Well, it will just be a story for your Grandchildren to tell in the future about how “Thomas saved Christmas”, right?[(-D]
Hope it’s a VERY MERRY CHRISTMAS for You and Your Loved ones,
When we’re in ME, we’re about 100 miles from Portland. I’m actually a little closer to Portland,OR, now (Sierra foothills about 45 miles from the Kirkwood ski resort - at least 60 miles from the nearest [censored] hobby shop.

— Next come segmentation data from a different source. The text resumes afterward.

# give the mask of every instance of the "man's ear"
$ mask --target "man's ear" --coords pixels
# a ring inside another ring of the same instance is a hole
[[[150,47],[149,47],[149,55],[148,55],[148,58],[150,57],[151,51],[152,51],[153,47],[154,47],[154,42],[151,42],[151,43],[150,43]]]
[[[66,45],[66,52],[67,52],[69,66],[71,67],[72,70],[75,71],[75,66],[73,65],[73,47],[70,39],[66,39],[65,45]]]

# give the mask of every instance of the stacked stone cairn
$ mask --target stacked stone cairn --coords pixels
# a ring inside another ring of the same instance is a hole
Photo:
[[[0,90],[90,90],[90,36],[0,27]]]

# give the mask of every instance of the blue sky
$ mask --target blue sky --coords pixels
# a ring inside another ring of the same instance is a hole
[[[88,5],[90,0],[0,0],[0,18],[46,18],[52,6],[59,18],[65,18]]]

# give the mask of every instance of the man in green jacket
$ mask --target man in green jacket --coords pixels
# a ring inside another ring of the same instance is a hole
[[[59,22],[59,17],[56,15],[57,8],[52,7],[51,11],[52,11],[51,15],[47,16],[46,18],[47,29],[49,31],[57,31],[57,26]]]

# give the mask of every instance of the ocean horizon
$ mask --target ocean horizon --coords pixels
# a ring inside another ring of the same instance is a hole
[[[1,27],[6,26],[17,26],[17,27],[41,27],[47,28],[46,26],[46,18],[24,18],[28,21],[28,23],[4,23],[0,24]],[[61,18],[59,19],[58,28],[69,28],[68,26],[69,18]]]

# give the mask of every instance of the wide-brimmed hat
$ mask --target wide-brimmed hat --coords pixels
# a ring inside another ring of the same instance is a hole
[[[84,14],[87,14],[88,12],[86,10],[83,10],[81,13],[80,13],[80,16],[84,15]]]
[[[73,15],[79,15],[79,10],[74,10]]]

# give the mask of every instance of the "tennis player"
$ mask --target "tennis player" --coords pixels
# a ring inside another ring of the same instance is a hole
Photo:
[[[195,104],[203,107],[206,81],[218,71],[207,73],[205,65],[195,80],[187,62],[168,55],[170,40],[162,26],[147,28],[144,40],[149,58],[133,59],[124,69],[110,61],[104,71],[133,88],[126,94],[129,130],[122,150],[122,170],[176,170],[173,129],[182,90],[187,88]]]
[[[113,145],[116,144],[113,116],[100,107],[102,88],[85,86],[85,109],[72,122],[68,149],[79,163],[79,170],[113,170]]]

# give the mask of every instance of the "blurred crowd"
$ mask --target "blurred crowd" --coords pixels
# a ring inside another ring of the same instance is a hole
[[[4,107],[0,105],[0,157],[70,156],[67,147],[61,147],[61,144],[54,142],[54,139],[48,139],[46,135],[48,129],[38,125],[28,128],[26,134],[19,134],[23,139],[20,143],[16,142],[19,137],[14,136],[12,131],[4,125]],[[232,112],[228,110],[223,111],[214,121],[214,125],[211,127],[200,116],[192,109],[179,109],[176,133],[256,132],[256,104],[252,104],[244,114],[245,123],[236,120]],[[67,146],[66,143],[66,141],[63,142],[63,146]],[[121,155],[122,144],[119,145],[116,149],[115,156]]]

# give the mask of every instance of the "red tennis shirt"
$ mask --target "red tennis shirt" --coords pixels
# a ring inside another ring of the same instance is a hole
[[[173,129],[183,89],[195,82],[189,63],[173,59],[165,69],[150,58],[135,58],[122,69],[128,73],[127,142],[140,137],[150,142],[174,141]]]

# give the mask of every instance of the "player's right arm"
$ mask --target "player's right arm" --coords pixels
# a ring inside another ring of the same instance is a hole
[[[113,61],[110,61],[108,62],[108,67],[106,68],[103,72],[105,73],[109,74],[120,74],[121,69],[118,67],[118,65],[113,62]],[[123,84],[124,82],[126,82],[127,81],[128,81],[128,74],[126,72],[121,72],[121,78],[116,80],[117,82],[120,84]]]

I finally found in a manual for my RailKing 0-6-0 which is PS-2 equipped the sequence for locking/unlocking the E-Unit Here directly from the owners manual:
LOCK INTO A DIRECTIONAL STATE:
You can lock your engine into a directional state(forward, neutral or reverse) to prevent it from changing directions. to do this, put the engine into the direction you want or in neutral, run it at a very low speed (<10 scale mph) and quickly but firmly press your remote’s Whistle button once followed immediately by three presses of the bell button. Two whistle blasts will indicate that the engine has made the change. The engine will not change direction(including going into neutral) until You repeat the 1 whistle 3 bells code to return the engine to its normal state, even if the engine has been kept without power for extended periods of time.
RESET TO FACTORY DEFAULTS
To override the settings that you currently have assigned to the engine and reset it to its factory defaults, while in neutral press the whistle button once, followed immediately by five quick pushes of the Bell button. Two whistle blasts will indicate that the engine has made the change.
It seems a bit complicated, again turn of the century technology (A simple slide switch) would accomplish the same E-Unit function Much more easily, economically and RELIABILY.
Andre, I HOPE that either one of these methods will help return your locomotive back to service, I am afraid it wont, but either one are worth a try. I would try the unlocking method first, and if No Luck there, then I would try the restore factory defaults procedure next, I am rather convinced that it is likely a scrambled control chip (Sorry Friend) but You have nothing to lose by trying and may get the “CANNONBALL” running again, but that Hogger is going to have that throttle WIDE OPEN trying to get that train back on schedule.